In un suo recente articolo, il Wall Street Journal ha descritto un episodio che nelle ultime settimane è divenuto piuttosto comune in Corea del Sud. A metà marzo Kang Min-kyung, un’impiegata di 30 anni che vive nella capitale Seul, tornando dal lavoro ha trovato un biglietto appeso alla sua porta: le autorità sanitarie locali le chiedevano di sottoporsi a un test, visto che uno dei suoi condomini si era rivelato positivo.

Questa pratica, individuare ed eventualmente sottoporre ai test tutte le persone che sono state esposte al contatto con una persona infetta, si chiama “contact tracing”, che significa grossomodo “tracciamento dei contatti” ed è la forma di contenimento più aggressiva che si possa mettere in atto contro una malattia infettiva (ed è anche quella raccomandata dall’OMS). Andando a cercare i casi positivi uno per uno, è possibile isolare rapidamente gli infetti, prima che abbiano il tempo di contagiare altre persone.

Il “contact tracing” inizia con la collaborazione delle persone infette, a cui, una volta identificate, viene chiesto quali luoghi hanno frequentato nei giorni precedenti, ma in Corea del Sud si avvale anche di leggi sulla tutela della privacy piuttosto deboli (e nelle quali nuove eccezioni sono state introdotte in queste settimane). Le autorità sanitarie possono usare le immagini delle telecamere di sicurezza, i dati delle carte di credito e quelli degli smartphone per ricostruire gli spostamenti effettuati dalle persone contagiate.

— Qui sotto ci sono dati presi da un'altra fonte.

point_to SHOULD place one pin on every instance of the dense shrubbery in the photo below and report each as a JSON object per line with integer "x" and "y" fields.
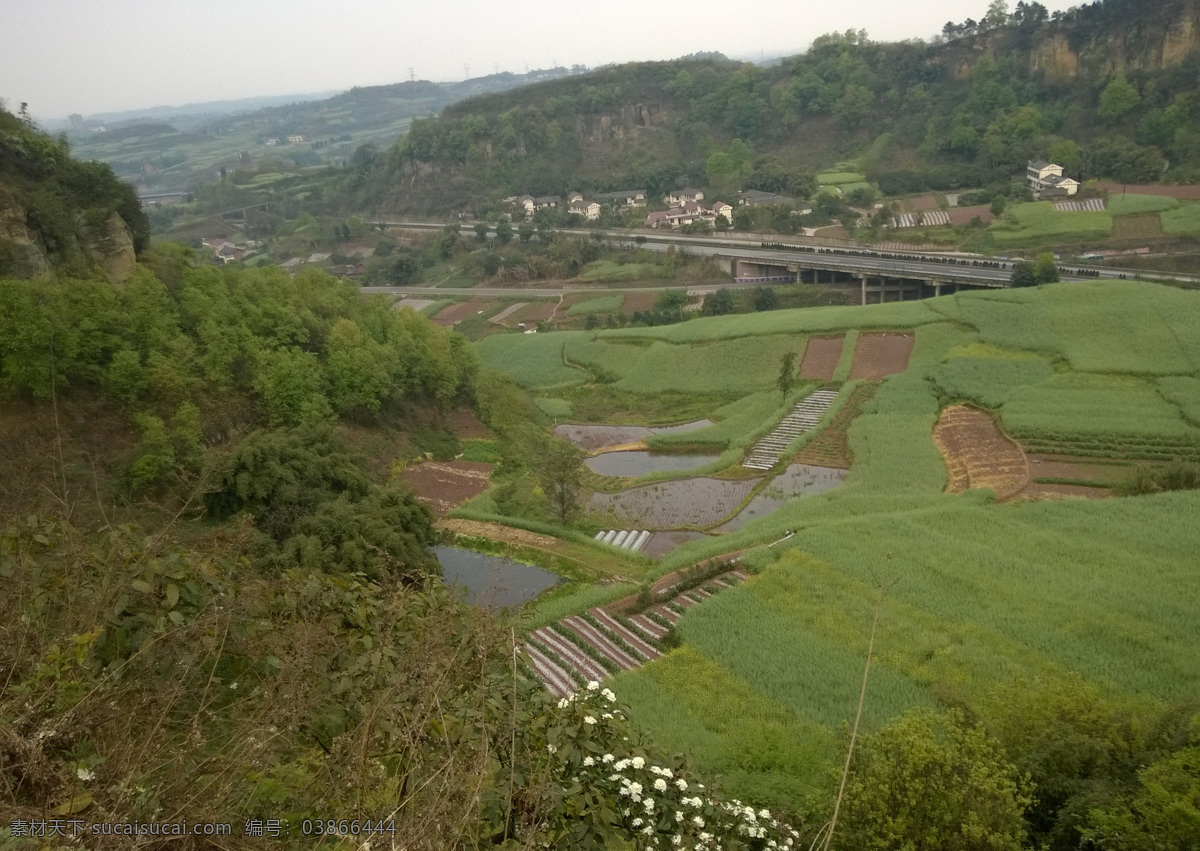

Le informazioni vengono poi rese pubbliche tramite un’apposita app per smartphone, in modo che chiunque si sia trovato a passare negli stessi posti nello stesso momento di un contagiato abbia la possibilità di farsi visitare. È una strategia costosa in termini di risorse che bisogna investire nel personale medico addetto ai tamponi e nella capacità di analisi dei laboratori. In poco tempo la Corea del Sud è arrivata a poter analizzare oltre 20 mila tamponi al giorno e impiega migliaia di operatori sanitari per realizzare i tamponi. Al momento, effettuare un test impiega dieci minuti e i risultati arrivano nel giro di sei ore.

I test vengono effettuati in centri appositi, dove si può ricevere un tampone senza scendere dalla propria automobile, oppure in una specie di cabina telefonica, in cui l’operatore sanitario rimane protetto dietro a un vetro.